White racism can’t explain the GOP takeover of the South.

The best explanation comes from the mouth of President Obama himself. Speaking to San Francisco donors in 2008 about white voters in the Midwest, Obama lucidly expressed his low opinion of all non-rich voters in flyover country: “they get bitter, they cling to guns or religion.”

Naturally, Democrats and the Left have tried to pry Southerners away from their guns and religion. Gun control has largely been a culture war effort for Democrats. “Some of the southern areas have cultures that we have to overcome,” was Congressman Charles Rangel’s explanation for why gun control was both needed and difficult.
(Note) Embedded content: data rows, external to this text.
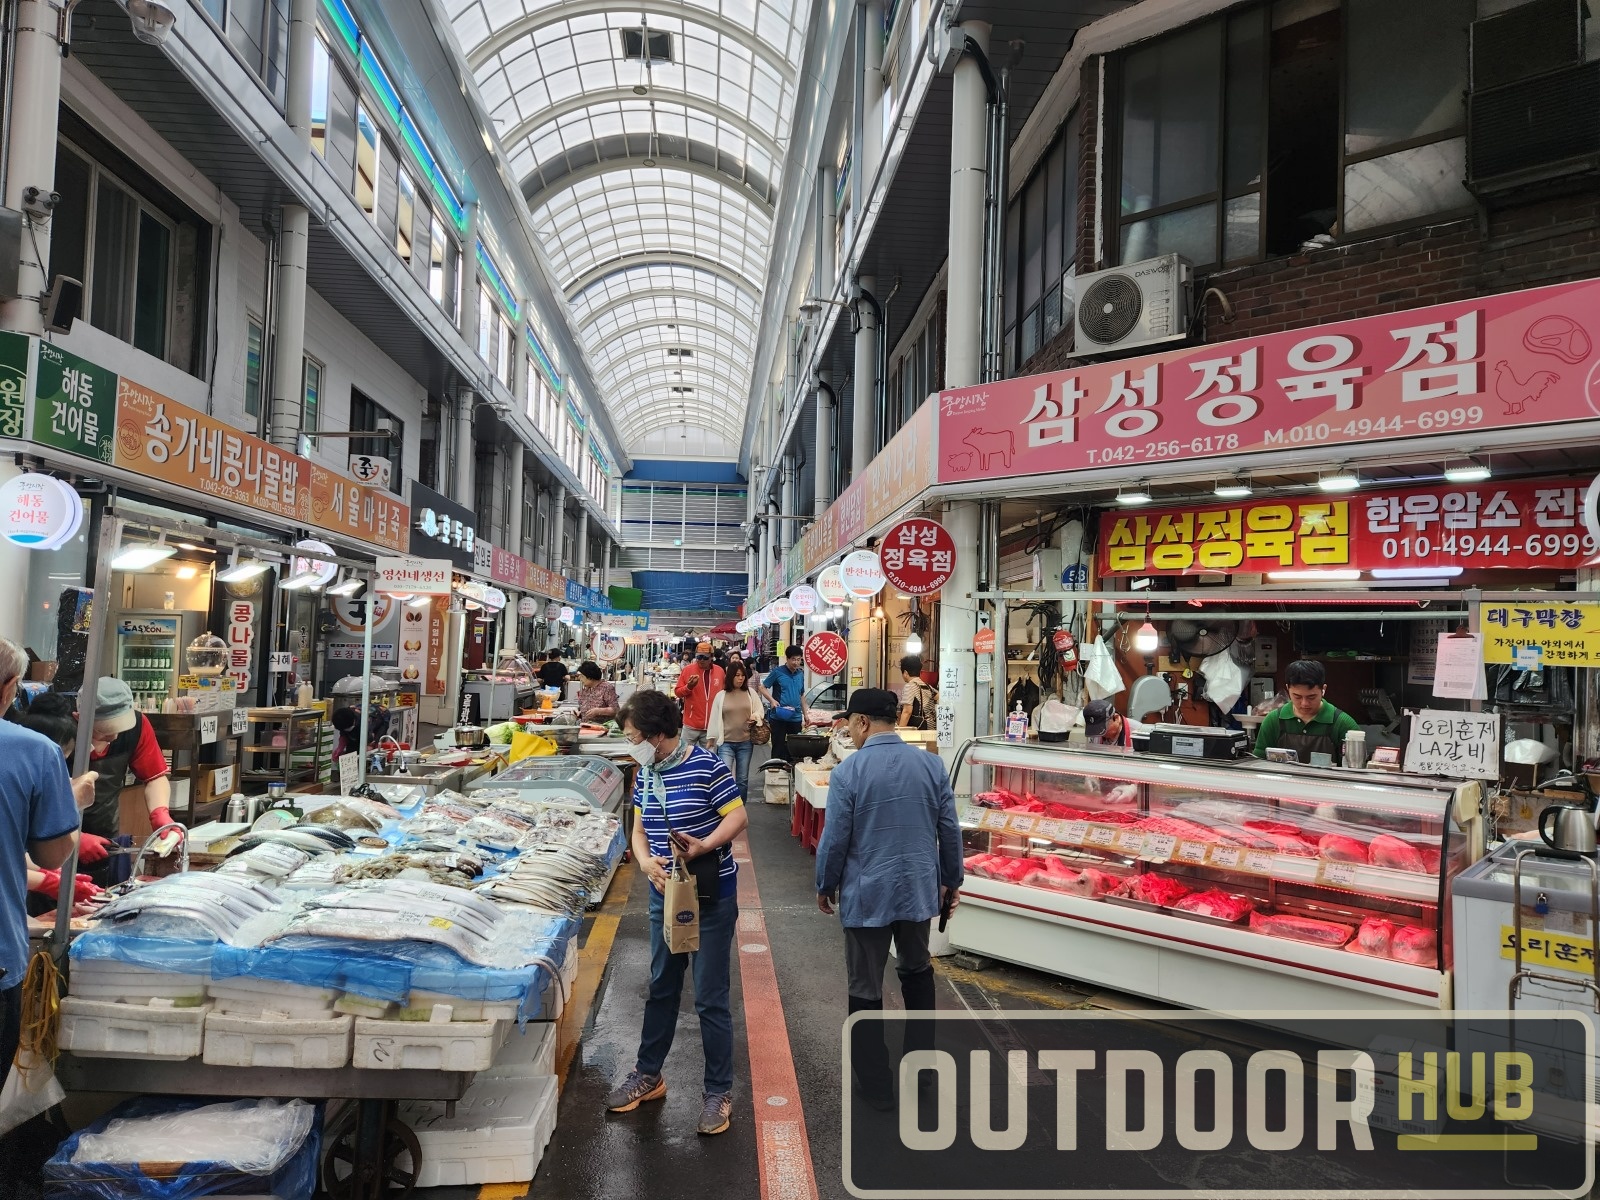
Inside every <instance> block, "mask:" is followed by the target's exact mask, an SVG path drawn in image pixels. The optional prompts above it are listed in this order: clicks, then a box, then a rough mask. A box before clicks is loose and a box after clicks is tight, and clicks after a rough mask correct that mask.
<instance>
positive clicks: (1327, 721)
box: [1256, 659, 1362, 765]
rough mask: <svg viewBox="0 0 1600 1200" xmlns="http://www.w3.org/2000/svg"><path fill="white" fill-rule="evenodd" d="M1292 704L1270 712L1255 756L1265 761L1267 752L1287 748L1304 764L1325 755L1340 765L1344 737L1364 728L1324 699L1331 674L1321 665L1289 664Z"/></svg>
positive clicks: (1308, 762)
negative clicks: (1332, 705)
mask: <svg viewBox="0 0 1600 1200" xmlns="http://www.w3.org/2000/svg"><path fill="white" fill-rule="evenodd" d="M1283 682H1285V683H1286V685H1288V691H1290V702H1288V704H1285V706H1283V707H1282V709H1277V710H1275V712H1269V714H1267V718H1266V720H1264V722H1261V730H1258V731H1256V757H1258V758H1266V757H1267V750H1270V749H1274V747H1285V749H1290V750H1294V752H1296V757H1298V758H1299V762H1302V763H1309V762H1310V757H1312V755H1314V754H1326V755H1330V757H1331V758H1333V762H1334V765H1339V763H1341V762H1342V758H1344V734H1347V733H1349V731H1350V730H1358V728H1362V726H1360V725H1357V723H1355V718H1354V717H1352V715H1350V714H1347V712H1339V710H1338V709H1336V707H1333V706H1331V704H1328V701H1325V699H1323V694H1325V693H1326V691H1328V675H1326V672H1325V670H1323V669H1322V662H1312V661H1310V659H1299V661H1296V662H1290V667H1288V670H1286V672H1285V674H1283Z"/></svg>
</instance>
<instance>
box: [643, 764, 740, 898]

The Washington Post’s Gene Weingarten cursed the Second Amendment as the refuge of bumpkins and yeehaws who like to think they are protecting their homes against imagined swarthy marauders desperate to steal their flea-bitten sofas from their rotting front porches.

Obama and his party waged this culture-war crusade with glee — and failed, but not before making it clear that they disapproved of the way Southerners live.
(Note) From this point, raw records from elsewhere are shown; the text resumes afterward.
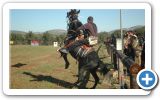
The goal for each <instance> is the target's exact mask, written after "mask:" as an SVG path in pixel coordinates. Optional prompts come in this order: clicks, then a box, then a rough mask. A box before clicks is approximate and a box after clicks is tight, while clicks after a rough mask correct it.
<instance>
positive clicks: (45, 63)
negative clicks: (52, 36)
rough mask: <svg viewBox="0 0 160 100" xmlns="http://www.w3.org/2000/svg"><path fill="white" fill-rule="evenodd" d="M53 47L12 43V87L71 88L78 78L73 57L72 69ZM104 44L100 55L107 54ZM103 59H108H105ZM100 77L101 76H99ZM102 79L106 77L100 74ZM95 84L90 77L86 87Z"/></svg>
mask: <svg viewBox="0 0 160 100" xmlns="http://www.w3.org/2000/svg"><path fill="white" fill-rule="evenodd" d="M57 49H58V48H55V47H53V46H24V45H16V46H13V45H12V46H10V88H12V89H64V88H66V89H67V88H72V86H73V83H74V82H76V80H77V77H76V75H77V71H78V70H77V66H78V65H77V64H76V60H74V59H73V58H72V57H71V56H68V58H69V61H70V63H71V65H70V67H69V69H64V61H63V59H62V58H60V54H59V53H58V52H57V51H56V50H57ZM106 53H107V51H106V49H105V47H102V48H101V50H100V53H99V55H100V56H101V57H103V56H105V57H106V56H107V54H106ZM104 61H109V58H105V59H104ZM99 76H100V75H99ZM100 79H101V81H102V80H103V77H102V76H100ZM93 83H94V80H93V78H92V77H91V78H90V80H89V83H88V84H87V87H88V88H89V87H91V86H92V85H93ZM97 88H99V89H101V88H110V85H109V84H106V83H103V82H102V84H98V85H97Z"/></svg>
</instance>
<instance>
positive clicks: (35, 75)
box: [23, 72, 75, 89]
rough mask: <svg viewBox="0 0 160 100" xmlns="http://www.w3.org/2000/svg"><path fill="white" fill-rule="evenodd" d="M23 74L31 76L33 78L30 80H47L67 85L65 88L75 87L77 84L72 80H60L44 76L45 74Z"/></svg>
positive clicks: (65, 86) (55, 78)
mask: <svg viewBox="0 0 160 100" xmlns="http://www.w3.org/2000/svg"><path fill="white" fill-rule="evenodd" d="M23 74H25V75H28V76H31V77H32V78H33V80H30V81H47V82H51V83H54V84H57V85H59V86H62V87H65V88H69V89H71V88H73V87H75V85H74V84H73V83H70V82H66V81H64V80H60V79H57V78H54V77H51V76H44V75H34V74H32V73H30V72H23Z"/></svg>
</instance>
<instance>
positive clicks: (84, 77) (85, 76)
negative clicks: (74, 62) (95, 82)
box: [77, 68, 90, 89]
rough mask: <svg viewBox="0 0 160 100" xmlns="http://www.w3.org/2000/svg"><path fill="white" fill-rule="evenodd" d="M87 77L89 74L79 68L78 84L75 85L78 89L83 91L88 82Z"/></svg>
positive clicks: (84, 69) (84, 70) (88, 76)
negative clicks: (79, 88) (78, 78)
mask: <svg viewBox="0 0 160 100" xmlns="http://www.w3.org/2000/svg"><path fill="white" fill-rule="evenodd" d="M89 76H90V72H89V71H88V70H86V69H84V68H80V72H79V83H78V84H77V86H78V87H79V88H80V89H85V88H86V85H87V83H88V80H89Z"/></svg>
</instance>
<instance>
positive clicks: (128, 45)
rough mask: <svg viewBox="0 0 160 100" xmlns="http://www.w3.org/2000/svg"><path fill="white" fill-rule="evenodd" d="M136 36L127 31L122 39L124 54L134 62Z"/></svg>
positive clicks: (136, 37)
mask: <svg viewBox="0 0 160 100" xmlns="http://www.w3.org/2000/svg"><path fill="white" fill-rule="evenodd" d="M136 40H137V36H136V35H135V33H134V32H133V31H132V30H129V31H127V35H126V37H125V38H124V54H125V55H127V56H128V57H129V58H131V59H132V60H133V61H135V56H136V51H135V48H136V45H137V44H136V43H137V41H136Z"/></svg>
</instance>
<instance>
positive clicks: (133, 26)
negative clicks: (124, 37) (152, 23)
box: [109, 25, 144, 34]
mask: <svg viewBox="0 0 160 100" xmlns="http://www.w3.org/2000/svg"><path fill="white" fill-rule="evenodd" d="M143 27H144V26H143V25H136V26H133V27H129V28H122V30H123V31H128V30H136V29H139V28H143ZM119 30H120V29H115V30H112V31H110V32H109V33H110V34H112V33H114V32H115V31H119Z"/></svg>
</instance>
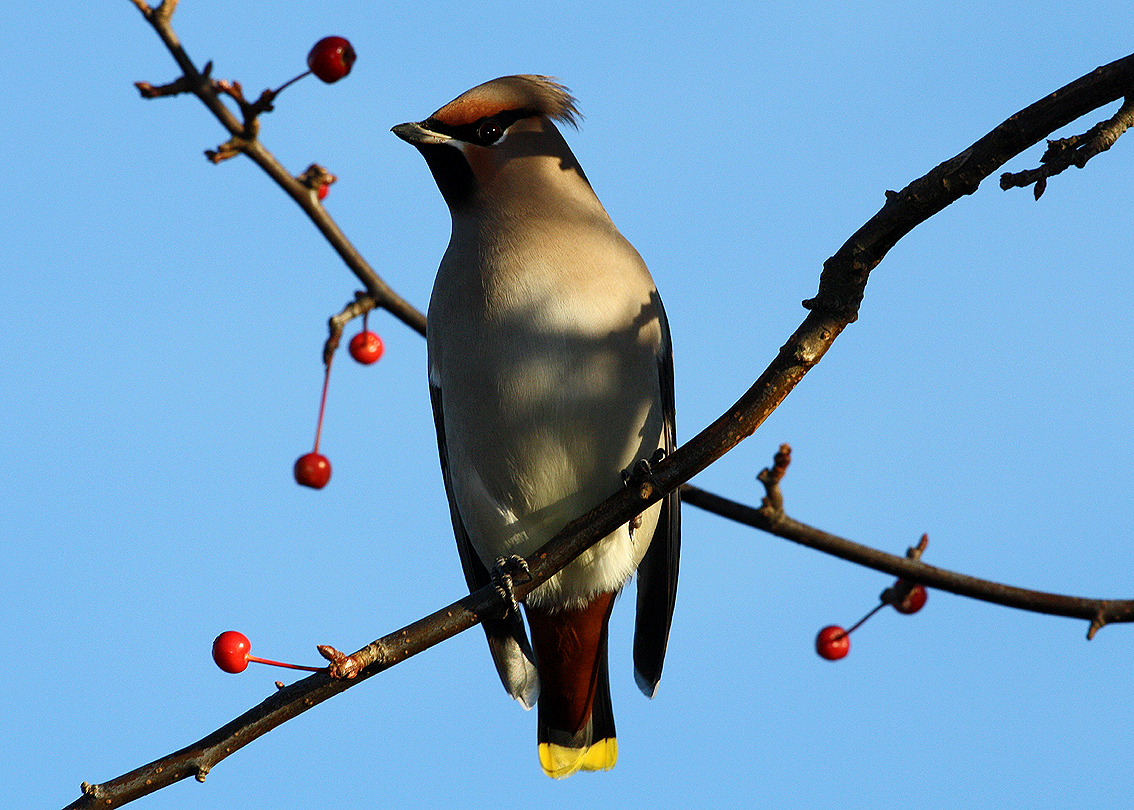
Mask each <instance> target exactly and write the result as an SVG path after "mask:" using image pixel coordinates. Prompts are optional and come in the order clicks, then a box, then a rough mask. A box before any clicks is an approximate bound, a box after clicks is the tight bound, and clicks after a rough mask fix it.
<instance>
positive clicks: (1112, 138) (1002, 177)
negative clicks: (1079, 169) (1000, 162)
mask: <svg viewBox="0 0 1134 810" xmlns="http://www.w3.org/2000/svg"><path fill="white" fill-rule="evenodd" d="M1132 124H1134V98H1132V96H1127V98H1126V101H1125V102H1123V106H1122V107H1119V108H1118V112H1116V113H1115V115H1114V116H1111V117H1110V118H1108V119H1107V120H1105V121H1100V123H1099V124H1095V125H1094V126H1093V127H1091V129H1089V130H1088V132H1086V133H1084V134H1082V135H1072V136H1070V137H1065V138H1059V140H1058V141H1048V150H1047V152H1044V153H1043V157H1042V158H1040V162H1041V163H1042V166H1040V167H1039V168H1036V169H1029V170H1026V171H1019V172H1016V174H1012V172H1005V174H1004V175H1001V176H1000V187H1001V188H1004V189H1005V191H1007V189H1008V188H1017V187H1023V186H1030V185H1032V184H1033V183H1034V184H1035V199H1036V200H1039V199H1040V196H1042V195H1043V189H1044V188H1047V187H1048V178H1049V177H1055V176H1056V175H1058V174H1059V172H1061V171H1063V170H1064V169H1067V168H1069V167H1072V166H1074V167H1075V168H1077V169H1082V168H1083V167H1084V166H1086V161H1089V160H1090V159H1091V158H1093V157H1095V155H1097V154H1100V153H1101V152H1106V151H1107V150H1108V149H1110V147H1111V146H1114V145H1115V141H1117V140H1118V138H1119V136H1120V135H1122V134H1123V133H1124V132H1126V130H1127V129H1128V128H1129V127H1131V125H1132Z"/></svg>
And the Democrats have made it clear that they are willing to use government to impose their morality on others. Through the courts, the Left has banned prayers at high school football games and forced states to remove the Ten Commandments from public grounds.

The Obama administration, through its birth-control mandate that includes abortifacient drugs, has told Christian employers that they can’t run their businesses as Christians.
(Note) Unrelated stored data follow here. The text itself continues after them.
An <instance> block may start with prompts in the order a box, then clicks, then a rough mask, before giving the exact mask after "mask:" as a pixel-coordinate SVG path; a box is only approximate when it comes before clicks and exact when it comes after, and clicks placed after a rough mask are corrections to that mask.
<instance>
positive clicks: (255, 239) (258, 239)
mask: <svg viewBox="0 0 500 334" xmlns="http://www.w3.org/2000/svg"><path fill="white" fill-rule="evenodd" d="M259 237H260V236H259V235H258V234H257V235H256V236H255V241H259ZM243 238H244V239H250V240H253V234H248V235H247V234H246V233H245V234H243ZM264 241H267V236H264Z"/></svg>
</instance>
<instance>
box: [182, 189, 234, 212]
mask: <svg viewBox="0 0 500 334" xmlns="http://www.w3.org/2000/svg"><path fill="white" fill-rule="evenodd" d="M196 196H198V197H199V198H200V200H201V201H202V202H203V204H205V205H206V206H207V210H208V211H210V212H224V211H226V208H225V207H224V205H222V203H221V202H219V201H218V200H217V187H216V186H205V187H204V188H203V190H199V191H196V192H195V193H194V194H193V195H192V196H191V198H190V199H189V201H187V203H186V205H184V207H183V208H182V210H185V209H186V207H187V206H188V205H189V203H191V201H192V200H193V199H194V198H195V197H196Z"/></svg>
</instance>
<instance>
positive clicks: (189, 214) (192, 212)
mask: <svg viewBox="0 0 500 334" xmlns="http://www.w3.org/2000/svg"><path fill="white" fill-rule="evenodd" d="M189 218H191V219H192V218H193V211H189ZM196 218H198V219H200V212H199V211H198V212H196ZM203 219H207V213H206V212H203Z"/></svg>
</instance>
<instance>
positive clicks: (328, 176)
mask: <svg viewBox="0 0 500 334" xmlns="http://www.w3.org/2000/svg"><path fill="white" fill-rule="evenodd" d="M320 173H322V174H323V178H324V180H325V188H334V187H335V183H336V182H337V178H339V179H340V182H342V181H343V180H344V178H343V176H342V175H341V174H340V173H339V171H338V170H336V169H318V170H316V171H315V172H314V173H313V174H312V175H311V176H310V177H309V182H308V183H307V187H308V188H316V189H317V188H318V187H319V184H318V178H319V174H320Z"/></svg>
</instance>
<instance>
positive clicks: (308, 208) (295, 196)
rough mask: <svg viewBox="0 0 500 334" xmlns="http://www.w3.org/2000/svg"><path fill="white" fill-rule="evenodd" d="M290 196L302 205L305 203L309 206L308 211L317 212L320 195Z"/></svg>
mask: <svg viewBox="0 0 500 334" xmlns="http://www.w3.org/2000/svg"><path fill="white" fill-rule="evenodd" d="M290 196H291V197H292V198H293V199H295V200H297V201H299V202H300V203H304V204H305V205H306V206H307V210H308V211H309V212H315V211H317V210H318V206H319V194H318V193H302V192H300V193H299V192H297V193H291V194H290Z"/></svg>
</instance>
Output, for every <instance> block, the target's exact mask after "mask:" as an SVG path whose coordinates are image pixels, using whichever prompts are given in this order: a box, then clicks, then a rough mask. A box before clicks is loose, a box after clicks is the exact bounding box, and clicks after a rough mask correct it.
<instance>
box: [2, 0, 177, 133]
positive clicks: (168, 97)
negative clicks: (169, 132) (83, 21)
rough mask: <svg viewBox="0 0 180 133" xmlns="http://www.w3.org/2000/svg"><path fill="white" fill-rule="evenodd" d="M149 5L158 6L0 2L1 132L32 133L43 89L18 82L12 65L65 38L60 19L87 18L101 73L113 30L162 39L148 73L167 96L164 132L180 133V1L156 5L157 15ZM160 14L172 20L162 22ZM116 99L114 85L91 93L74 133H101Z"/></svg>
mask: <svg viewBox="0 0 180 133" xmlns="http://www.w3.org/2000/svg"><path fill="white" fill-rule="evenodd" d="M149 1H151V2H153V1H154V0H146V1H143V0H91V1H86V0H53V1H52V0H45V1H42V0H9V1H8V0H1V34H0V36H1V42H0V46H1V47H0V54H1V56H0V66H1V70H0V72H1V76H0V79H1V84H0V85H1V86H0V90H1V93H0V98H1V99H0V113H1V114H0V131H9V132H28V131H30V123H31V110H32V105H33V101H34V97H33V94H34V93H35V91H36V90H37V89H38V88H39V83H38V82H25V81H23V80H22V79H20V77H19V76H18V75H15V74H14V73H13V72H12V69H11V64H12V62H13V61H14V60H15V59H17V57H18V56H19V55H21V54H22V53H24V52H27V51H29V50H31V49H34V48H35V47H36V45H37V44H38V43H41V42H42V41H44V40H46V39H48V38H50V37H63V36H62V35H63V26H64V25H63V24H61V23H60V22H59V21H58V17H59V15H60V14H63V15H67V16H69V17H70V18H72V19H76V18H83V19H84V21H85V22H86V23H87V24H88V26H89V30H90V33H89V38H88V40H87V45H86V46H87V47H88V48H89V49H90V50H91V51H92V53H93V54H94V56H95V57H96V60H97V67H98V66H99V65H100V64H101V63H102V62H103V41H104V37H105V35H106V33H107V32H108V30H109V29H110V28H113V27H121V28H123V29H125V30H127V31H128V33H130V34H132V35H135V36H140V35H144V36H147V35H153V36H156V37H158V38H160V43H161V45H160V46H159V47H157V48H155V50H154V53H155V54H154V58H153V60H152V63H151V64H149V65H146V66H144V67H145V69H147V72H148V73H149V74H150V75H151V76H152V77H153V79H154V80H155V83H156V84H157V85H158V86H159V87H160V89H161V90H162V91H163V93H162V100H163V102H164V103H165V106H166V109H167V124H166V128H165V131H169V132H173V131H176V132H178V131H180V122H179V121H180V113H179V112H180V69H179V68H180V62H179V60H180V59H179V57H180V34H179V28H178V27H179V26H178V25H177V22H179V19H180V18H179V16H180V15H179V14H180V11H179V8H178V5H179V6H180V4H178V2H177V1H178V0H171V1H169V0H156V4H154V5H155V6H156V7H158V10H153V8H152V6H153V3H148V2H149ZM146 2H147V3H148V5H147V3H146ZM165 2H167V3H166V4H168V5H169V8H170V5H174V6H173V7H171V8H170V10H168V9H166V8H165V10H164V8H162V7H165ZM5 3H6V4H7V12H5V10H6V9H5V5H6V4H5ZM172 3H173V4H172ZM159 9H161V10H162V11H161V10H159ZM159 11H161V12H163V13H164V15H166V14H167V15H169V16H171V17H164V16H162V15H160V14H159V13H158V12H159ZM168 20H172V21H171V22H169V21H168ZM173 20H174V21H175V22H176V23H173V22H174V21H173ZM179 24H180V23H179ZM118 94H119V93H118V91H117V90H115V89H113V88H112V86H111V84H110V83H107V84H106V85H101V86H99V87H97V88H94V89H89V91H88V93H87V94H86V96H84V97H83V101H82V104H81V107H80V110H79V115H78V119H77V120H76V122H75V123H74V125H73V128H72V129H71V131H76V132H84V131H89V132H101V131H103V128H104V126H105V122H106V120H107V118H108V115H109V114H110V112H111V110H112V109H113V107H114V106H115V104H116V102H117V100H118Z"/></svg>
There’s no mystery here, and no need to assign widespread racism to why Southerners have rejected Democrats. It’s simple: Democrats and the Left have tried to outlaw Southerners’ way of life.

Here’s a related factor in the realignment: Democrats have given up on being the populist party, and — as they have increasingly won over the wealthy suburbs and the college-educated — have embraced their status as the party of the economic elite.

As crony capitalism and corporate welfare have grown, and as the Washington region has sucked in more and more of the nation’s wealth, Republicans have started to take up the populist mantle.

Alabama’s Jeff Sessions, whose populism flares up in many ways, joined Louisiana’s David Vitter in co-sponsoring a bill to break up the big banks. Sens. Landrieu, Hagan and Pryor all campaigned unsuccessfully on their support for the Export-Import Bank (a federal agency that subsidizes U.S. manufacturers and the banks that finance them).

Democrats have become the party of Hyde Park and Chevy Chase — elitist on culture and economics. It’s no wonder they can’t also be the party of Charleston and Shreveport.